Der „Stromexport“von rund 70 Millionen Kilowattstunden im Jahr 2019 verändert sich dadurch aber nicht. Das bedeutet, wenn der in Kommunen gemeldete Stromverbrauch sinkt, liegt das nicht unbedingt an Einsparungen. Große Energieverbraucher wie Unternehmen mit Kraft-Wärme-KopplungsAnlagen erzeugen Strom und nutzen einen möglichst großen Anteil selbst, um Kosten zu sparen, und speisen nur den Überschuss ein. Auch Photovoltaikanlagen, die in den vergangenen Jahren auf privaten Dächern und Firmengebäuden gebaut wurden, sind in der Regel auf Eigenverbrauch ausgelegt – Batteriespeicher helfen. Grund: Die Einspeisevergütung durch das EEG-Gesetz ist deutlich gesunken.
● Wind Für große Zuwächse im Wittelsbacher Land sorgten Mitte des Jahrzehnts vor allem elf Windräder – sechs im Blumenthaler Forst (seit Mitte 2016), drei bei Bachern (Friedberg, seit Ende 2015) und zwei bei Baar seit 2018. Diese Anlagen liefern zusammen grob hochgerechnet rund 60 Millionen Kilowattstunden Strom pro Jahr. Das entspricht über zehn Prozent des Stromverbrauchs des gesamten Landkreises. Die Anlagen in Baar speisen nicht auf der Gemeindeflur ins Netz ein und tauchen deshalb nicht in der Statistik auf.
● Biogas In diesem Energiesegment herrscht nach Boomjahren nahezu Stillstand. Bei Biogas oder Biomasse wird eher mal eine ältere oder defekte Anlage abgeschaltet.
● Sonne Innerhalb eines Jahres sind rund 400 neue Photovoltaikanlagen im Landkreis dazugekommen. Dazu sind nach einer Baupause von fast einer Dekade wieder einige Solarparks in der Planung und zum Teil schon ans Netz gegangen wie bei Sulzbach (Aichach).
● Strombilanz Von den 24 Kommunen im Wittelsbacher Land sind 15 „Stromexporteure“. Das heißt: Dort wird mehr Strom erzeugt als verbraucht. Vor 14 Jahren schafften im nördlichen Kreis gerade mal zwei Gemeinden überhaupt und nur knapp den Sprung über die Eigenversorgungsgrenze – Sielenbach und Petersdorf. Stromüberschuss bedeutet übrigens nicht, dass das Wit- telsbacher Land stromautark ist. Denn durch schwankende Erzeugung und fehlende Speichermöglichkeit kann der Verbrauch nicht kontinuierlich gedeckt werden.
● Stromautark Es gibt im Kreis aber mittlerweile mehrere Kommunen, die für sich selbst stromautark sind. Das bedeutet: In Gemeinden wie zum Beispiel Sielenbach oder Petersdorf wäre der Eigenbedarf theoretisch komplett, also zu 100 Prozent über die ganze Zeit, durch die dezentrale Stromerzeugung gesichert. Dort gibt es Biomasseanlagen, die durchlaufen und die Grundlast abdecken.

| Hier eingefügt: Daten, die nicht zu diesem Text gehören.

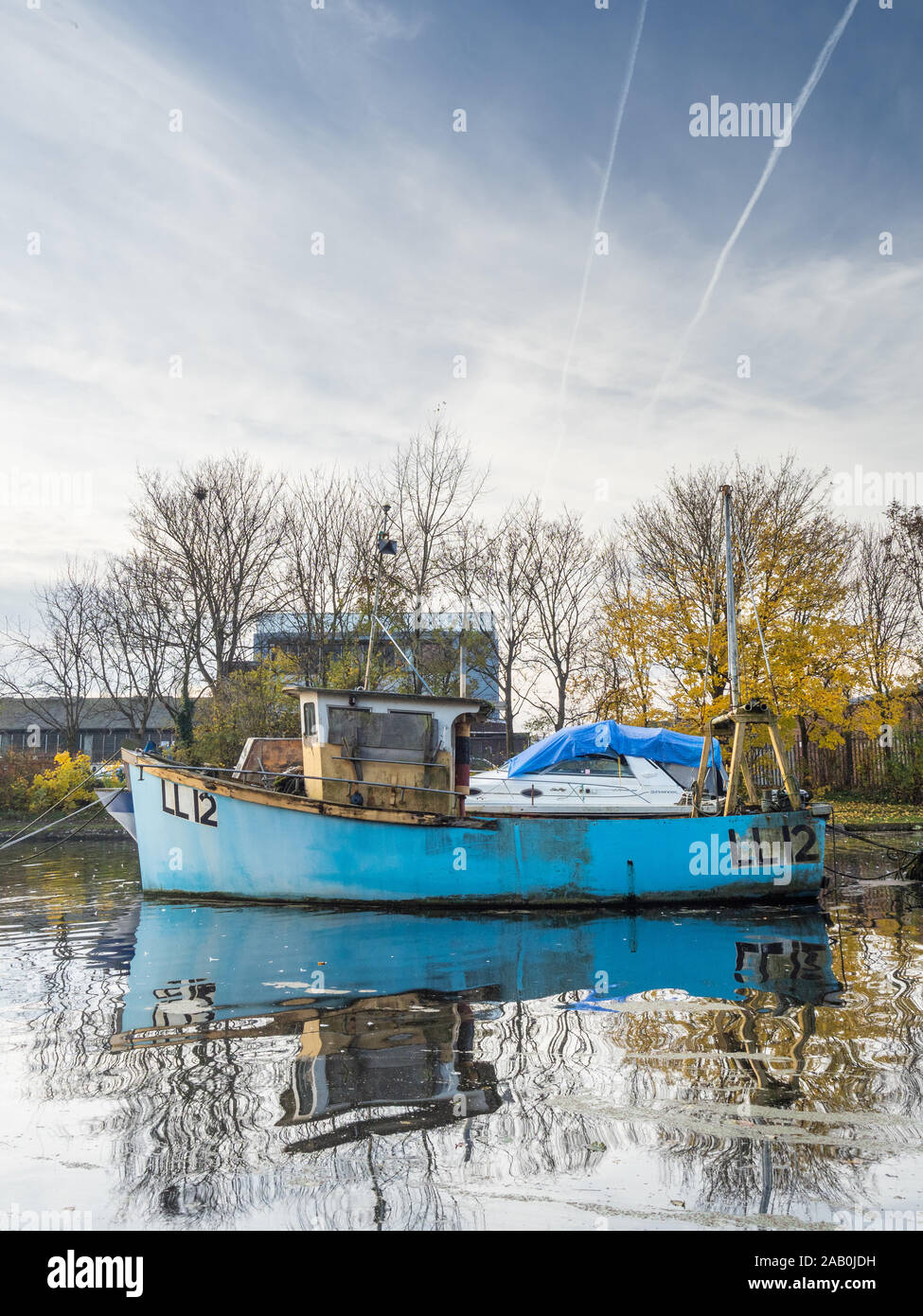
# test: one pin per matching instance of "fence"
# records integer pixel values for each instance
(859, 762)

● StromSpitzenreiter An der Spitze mit 466 Prozent Versorgung, also mit knapp 4,7 mal so viel erzeugtem Strom wie vor Ort verbraucht wird, liegt wieder Sielenbach. Diesen Platz behauptet das Energiedorf seit Beginn unserer Erhebung 2006. Nach wie vor bemerkenswert: Zur Bilanz der Kommune trägt bis dato keine einzige Großanlage bei, sondern nur kleinere und mittelgroße Einspeiser. Ein Windrad von insgesamt sechs im Blumenthaler Forst steht zwar auf Sielenbacher Flur, der Strom fließt jedoch nicht auf der Gemarkung der Ecknachtalgemeinde ins Netz. Auf absehbare Zeit kommen jetzt aber zwei größere Einspeiseanlagen: Der Sielenbacher Gemeinderat hat im Sommer die Bebauungspläne für den „Solarpark Burgstall“und den „Solarpark Raderstetten“beschlossen. Dann würde in Sielenbach rund 15 mal so viel Strom regenerativ erzeugt als verbraucht.